I wound my arms around his neck and in the only language we needed, I began to tell him exactly what he wanted to hear. I kissed his ears, his neck, finally his mouth while I moved my hands down his chest to work on the buttons of his shirt. My hands trembling, my knees weak, I took his shirt and threw it on the floor and started on his pants. He grabbed my hands and asked me where the bedroom was. I took him by the belt loop and led him to the bedroom. When I turned back around to face him, he had removed his pants and was working on finding the light switch. I turned it off for him and the room was bathed in candle light. He placed his hands on my shoulders and began sliding the straps down, kissing each spot as he bared it. Down, past my collarbone (kiss) over my arms (kiss nibble) over my breasts (nibble bite kiss nibble) stomach (lick) hips (nibble nibble) thighs (tickle) knees (kiss) legs (kiss nibble lick bite) floor. And back up again. Just before I could scream in frustration, he picked me up and laid me on the bed, once again holding my arms prisoner above my head. With one hand holding my arms, he drew a path down my arms, stopping to thread his fingers through my hair pulling my face to his for a kiss, softly down my sides (making me laugh because I am ticklish) over my belly and back up to my face, he kissed me again. Then he winked at me and told me to close my eyes. He said not to move, just to feel. We had all night and he wasn’t in a hurry. He took his hand from my arms and I held them there while his mouth and tongue traced a path from ear lobe to neck. From neck to breasts. At least twice, he brought me almost to the point and then he stopped. Sucking my nipples hard into his mouth and running his fingers along the underside of my breast. Mere seconds of him doing this had me arching my hips off the bed, begging for release. I brought my hands to his head, pulling him closer and he stopped. Leaning up on one elbow, he glared at me and refused to touch me again. Then he ran his hands along my arms, catching my wrists and putting them back over my head.
“Don’t move again, or I will leave.”
Then the torture began again.

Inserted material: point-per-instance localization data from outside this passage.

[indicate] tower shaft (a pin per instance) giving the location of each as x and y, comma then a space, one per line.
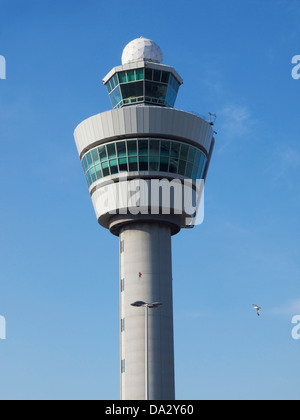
146, 275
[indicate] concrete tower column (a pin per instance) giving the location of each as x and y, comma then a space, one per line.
138, 159
146, 275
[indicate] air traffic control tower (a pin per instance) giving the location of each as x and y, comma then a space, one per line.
143, 138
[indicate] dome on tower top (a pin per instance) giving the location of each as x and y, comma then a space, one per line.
142, 49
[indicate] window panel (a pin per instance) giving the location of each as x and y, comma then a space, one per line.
93, 173
175, 147
143, 163
89, 159
113, 166
194, 173
197, 158
181, 167
84, 164
165, 77
108, 87
111, 150
122, 77
105, 169
164, 148
148, 74
130, 76
139, 74
132, 147
189, 169
95, 156
191, 155
88, 178
133, 163
155, 90
132, 90
171, 96
173, 165
143, 147
115, 96
102, 153
184, 151
98, 171
153, 163
156, 75
121, 149
123, 165
154, 147
115, 79
164, 164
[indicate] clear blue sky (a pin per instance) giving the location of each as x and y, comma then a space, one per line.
59, 272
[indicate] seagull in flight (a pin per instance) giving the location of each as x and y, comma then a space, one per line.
258, 308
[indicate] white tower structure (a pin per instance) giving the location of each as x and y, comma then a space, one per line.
143, 138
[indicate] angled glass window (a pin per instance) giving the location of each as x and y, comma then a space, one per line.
122, 285
155, 90
197, 157
148, 74
156, 75
181, 167
188, 170
139, 74
194, 172
175, 148
153, 163
95, 156
84, 163
132, 161
105, 168
164, 164
164, 148
132, 148
184, 151
144, 155
122, 77
191, 155
131, 75
111, 150
102, 153
93, 174
154, 147
132, 90
121, 149
123, 165
173, 165
143, 147
113, 166
115, 96
89, 160
98, 171
165, 77
143, 163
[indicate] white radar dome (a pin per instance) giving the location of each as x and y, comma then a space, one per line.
142, 49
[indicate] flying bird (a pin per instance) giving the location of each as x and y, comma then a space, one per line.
258, 308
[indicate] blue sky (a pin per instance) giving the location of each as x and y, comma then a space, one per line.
59, 271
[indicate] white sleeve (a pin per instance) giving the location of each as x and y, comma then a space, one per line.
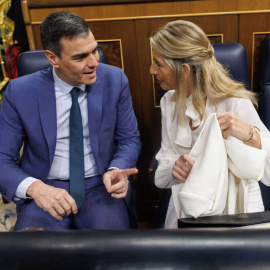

All I could think of was his mouth an hands on my chest, my nipples, making me so wet I squirmed. Then he lowered himself to my belly, my hips and finally, mmm his tongue was inside me, driving me insane. I felt my body building closer to an orgasm, and I began moaning, god baby, please don’t stop. I am so close… and just as I was about to go over the edge, he stopped. He raised himself on his arms, put his throbbing cock just barely inside me and asked, “Do you want me?”
I have never been a person who could say what she wanted, so I nodded. He pulled away and shook his head. “I said, do you want me?? Tell me you want me.” “God baby, please, don’t do this to me. I want you!!” I said, very quietly. “Tell me exactly what you want from me. I want to hear you say what you want me to do to you.” “I can’t do that baby, please, don’t tease me.” “Yes, you can” (short thrust) “tell me what you want me to do.” “Ahh, God, please, please, please, please just fuck me!!” “Tell me how.” “PLEASE, God, fuck me hard, just do it, for god sake and stop teasing me!”
And he did, slammed himself into my wet, aching, throbbing body over and over again till I screamed out, “God I am going to come, please FUCK come with me!!” “No,” he said, “not yet.” And stopped. Just like that. Rolled me onto my stomach, put himself back inside my body and told me, “Now we can come.” And drove himself to the hilt again and again, but this time, I didn’t even have time to warn him before my body gave over to shaking and coming with everything I had onto his throbbing, pulsing, also coming cock.
Hours later, we woke up (together this time) not knowing in a few short hours, we would have to answer to our unknown audience.